GoogleCTF 2022 - maybe someday
I played GoogleCTF 2022 with DiceGang, and we got 2nd place!
This challenge created by mystiz was pretty interesting, so I wrote it up.
maybe someday
Leave me your ciphertexts. I will talk to you later.
maybe-someday.2022.ctfcompetition.com 1337
#!/usr/bin/python3
# Copyright 2022 Google LLC
#
# Licensed under the c Version 2.0 (the "License");
# you may not use this file except in compliance with the License.
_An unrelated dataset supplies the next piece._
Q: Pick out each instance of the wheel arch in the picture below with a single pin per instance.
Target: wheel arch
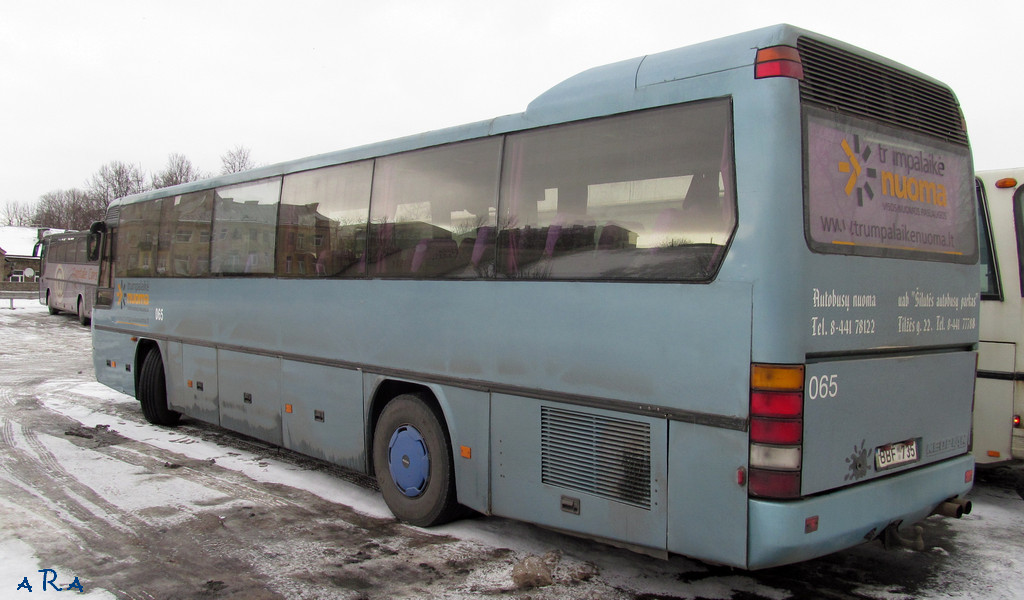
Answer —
(387, 389)
(143, 347)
# You may obtain a copy of the License at
#
# http://www.apache.org/licenses/LICENSE-2.0
#
# Unless required by applicable law or agreed to in writing, software
# distributed under the License is distributed on an "AS IS" BASIS,
# WITHOUT WARRANTIES OR CONDITIONS OF ANY KIND, either express or implied.
# See the License for the specific language governing permissions and
# limitations under the License.
from Crypto.Util.number import getPrime as get_prime
import math
import random
import os
import hashlib
# Suppose gcd(p, q) = 1. Find x such that
# 1. 0 <= x < p * q, and
# 2. x = a (mod p), and
# 3. x = b (mod q).
def crt(a, b, p, q):
return (a*pow(q, -1, p)*q + b*pow(p, -1, q)*p) % (p*q)
def L(x, n):
return (x-1) // n
class Paillier:
def __init__(self):
p = get_prime(1024)
q = get_prime(1024)
n = p * q
λ = (p-1) * (q-1) // math.gcd(p-1, q-1) # lcm(p-1, q-1)
g = random.randint(0, n-1)
µ = pow(L(pow(g, λ, n**2), n), -1, n)
self.n = n
self.λ = λ
self.g = g
self.µ = µ
self.p = p
self.q = q
# https://www.rfc-editor.org/rfc/rfc3447#section-7.2.1
def pad(self, m):
padding_size = 2048//8 - 3 - len(m)
if padding_size < 8:
raise Exception('message too long')
random_padding = b'\0' * padding_size
while b'\0' in random_padding:
random_padding = os.urandom(padding_size)
return b'\x00\x02' + random_padding + b'\x00' + m
def unpad(self, m):
if m[:2] != b'\x00\x02':
raise Exception('decryption error')
random_padding, m = m[2:].split(b'\x00', 1)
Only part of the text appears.